Soniu dziękuję,życz jeszcze deszczu,bo nadal go nie ma i nie wiem,ile za wodę zapłacę
Karolinko bardzo się przyglądałam jej u ciebie ,zresztą opis się zgadza;skłonność do mączniaka,kwitnie raz.Na pewno ta,w tym roku daje czadu
Madziu u mnie to było pierwszy raz i też nie wiem kiedy.Wygląda okropnie smutno
Nadal czekam na deszcz.Spadło tyle dzisiaj,że gdybym się bardzo postarała,to policzyłabym krople

Ze szkółki wróciłam z zakupami,jakby mało mi było podlewania,ale nie mogłam się oprzeć.

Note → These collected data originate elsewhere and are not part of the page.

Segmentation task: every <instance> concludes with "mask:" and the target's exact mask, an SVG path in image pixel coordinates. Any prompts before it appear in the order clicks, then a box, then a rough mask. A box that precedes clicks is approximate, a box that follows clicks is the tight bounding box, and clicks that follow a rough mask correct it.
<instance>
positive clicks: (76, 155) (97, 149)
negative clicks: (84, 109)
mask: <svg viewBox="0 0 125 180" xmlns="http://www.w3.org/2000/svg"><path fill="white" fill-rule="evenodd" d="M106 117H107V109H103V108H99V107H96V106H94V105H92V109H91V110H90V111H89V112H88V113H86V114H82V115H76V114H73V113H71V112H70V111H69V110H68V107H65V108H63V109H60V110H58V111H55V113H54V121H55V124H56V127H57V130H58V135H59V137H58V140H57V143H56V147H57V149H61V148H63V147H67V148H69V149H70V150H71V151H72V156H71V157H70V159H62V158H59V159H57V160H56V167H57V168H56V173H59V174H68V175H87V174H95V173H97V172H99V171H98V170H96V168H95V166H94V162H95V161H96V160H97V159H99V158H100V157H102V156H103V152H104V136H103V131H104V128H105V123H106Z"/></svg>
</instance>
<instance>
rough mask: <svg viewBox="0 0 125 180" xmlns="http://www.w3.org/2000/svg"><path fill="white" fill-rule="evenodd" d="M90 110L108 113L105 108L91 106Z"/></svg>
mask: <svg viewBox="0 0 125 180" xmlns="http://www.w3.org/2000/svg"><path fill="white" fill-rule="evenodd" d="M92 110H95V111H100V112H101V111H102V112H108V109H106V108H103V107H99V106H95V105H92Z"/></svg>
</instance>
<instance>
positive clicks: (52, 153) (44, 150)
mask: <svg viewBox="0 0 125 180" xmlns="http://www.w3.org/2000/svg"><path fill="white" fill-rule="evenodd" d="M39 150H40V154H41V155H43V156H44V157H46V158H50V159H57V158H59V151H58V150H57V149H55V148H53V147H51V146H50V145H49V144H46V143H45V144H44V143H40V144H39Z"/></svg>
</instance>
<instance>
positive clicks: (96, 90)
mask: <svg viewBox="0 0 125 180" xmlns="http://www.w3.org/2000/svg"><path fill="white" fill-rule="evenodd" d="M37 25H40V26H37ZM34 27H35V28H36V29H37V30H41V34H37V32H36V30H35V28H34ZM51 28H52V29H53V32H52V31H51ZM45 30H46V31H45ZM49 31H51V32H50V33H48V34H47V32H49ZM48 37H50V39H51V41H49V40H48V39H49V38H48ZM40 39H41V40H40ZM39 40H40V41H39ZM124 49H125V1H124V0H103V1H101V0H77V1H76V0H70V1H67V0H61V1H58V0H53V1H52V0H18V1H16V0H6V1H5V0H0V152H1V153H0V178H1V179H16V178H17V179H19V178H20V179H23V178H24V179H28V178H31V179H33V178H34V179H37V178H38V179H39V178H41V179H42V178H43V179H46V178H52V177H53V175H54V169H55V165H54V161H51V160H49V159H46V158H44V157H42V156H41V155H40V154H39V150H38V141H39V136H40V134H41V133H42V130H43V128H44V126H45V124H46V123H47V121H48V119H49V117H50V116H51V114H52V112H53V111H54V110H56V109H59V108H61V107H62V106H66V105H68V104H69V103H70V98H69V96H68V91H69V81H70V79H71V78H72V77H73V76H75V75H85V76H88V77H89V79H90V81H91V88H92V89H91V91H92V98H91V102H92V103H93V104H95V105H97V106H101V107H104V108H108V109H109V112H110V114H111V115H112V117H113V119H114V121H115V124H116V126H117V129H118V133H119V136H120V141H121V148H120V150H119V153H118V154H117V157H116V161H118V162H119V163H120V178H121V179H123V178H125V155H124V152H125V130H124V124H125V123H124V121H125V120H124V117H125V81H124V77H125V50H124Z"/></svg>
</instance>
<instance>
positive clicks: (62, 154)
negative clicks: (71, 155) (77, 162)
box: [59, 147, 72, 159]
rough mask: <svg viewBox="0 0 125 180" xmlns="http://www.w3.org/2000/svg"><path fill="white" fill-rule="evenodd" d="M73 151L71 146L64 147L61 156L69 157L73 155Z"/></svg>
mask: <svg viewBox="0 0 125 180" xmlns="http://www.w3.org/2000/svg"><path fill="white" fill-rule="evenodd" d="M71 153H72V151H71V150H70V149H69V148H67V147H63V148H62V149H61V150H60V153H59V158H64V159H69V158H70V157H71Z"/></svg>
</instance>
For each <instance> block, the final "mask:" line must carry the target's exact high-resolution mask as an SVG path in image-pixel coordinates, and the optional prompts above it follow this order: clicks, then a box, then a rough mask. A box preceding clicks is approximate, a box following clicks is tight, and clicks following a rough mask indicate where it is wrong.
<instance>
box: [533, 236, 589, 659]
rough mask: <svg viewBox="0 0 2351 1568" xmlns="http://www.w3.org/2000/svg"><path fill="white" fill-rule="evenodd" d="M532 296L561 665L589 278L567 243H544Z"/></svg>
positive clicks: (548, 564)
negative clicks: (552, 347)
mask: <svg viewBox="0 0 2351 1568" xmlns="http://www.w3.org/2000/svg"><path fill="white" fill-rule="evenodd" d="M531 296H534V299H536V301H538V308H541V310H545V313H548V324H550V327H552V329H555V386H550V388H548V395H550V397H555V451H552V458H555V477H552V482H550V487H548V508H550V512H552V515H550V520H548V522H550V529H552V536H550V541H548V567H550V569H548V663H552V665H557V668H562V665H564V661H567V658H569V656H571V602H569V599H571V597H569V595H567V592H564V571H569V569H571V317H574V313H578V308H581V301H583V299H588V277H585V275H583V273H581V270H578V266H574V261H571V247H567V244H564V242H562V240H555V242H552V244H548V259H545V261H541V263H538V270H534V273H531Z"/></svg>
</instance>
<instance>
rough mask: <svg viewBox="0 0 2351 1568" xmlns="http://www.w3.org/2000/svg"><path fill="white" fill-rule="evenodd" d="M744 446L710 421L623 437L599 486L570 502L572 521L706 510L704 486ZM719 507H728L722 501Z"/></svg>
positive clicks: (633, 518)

Syn zaplanował u siebie żywopłot z hortensji i byłam mu zamówić.Ładne sadzonki mają.Wybór padł na Limelight.
O czwartej rano wstałam,żeby włączyć deszczownię,bo już nie mogłam patrzeć na te zwieszone rośliny.Cieszyłam się,że na czas podwiązałam wysokie byliny,ale one teraz takie podwiązane zasychają

Tego podziwiam,taki rześki a dopiero dzisiaj dostał wody.
Byłam u bratanka,rozmowa zeszła na ogród (kupiłam im dużą owocującą borówkę amerykańską) i w pewnym momencie on wstaje i przynosi mi doniczkę z siewkami.Zobacz,mówi,zjadłem arbuza i całą garść nasion wrzuciłem do doniczki i wzeszły. Tylko,że w/g mnie to nie arbuz

Siewki zabiedzone,ale obstawiam paprykę.

O,bardzo złe zdjęcie

Tu już porozsadzane,reszta w gruncie.I teraz kto to wyjaśni? Papryki nie siał

Pięknie kwitnie milin,mam nadzieję,że ten silny wiatr go nie uszkodził.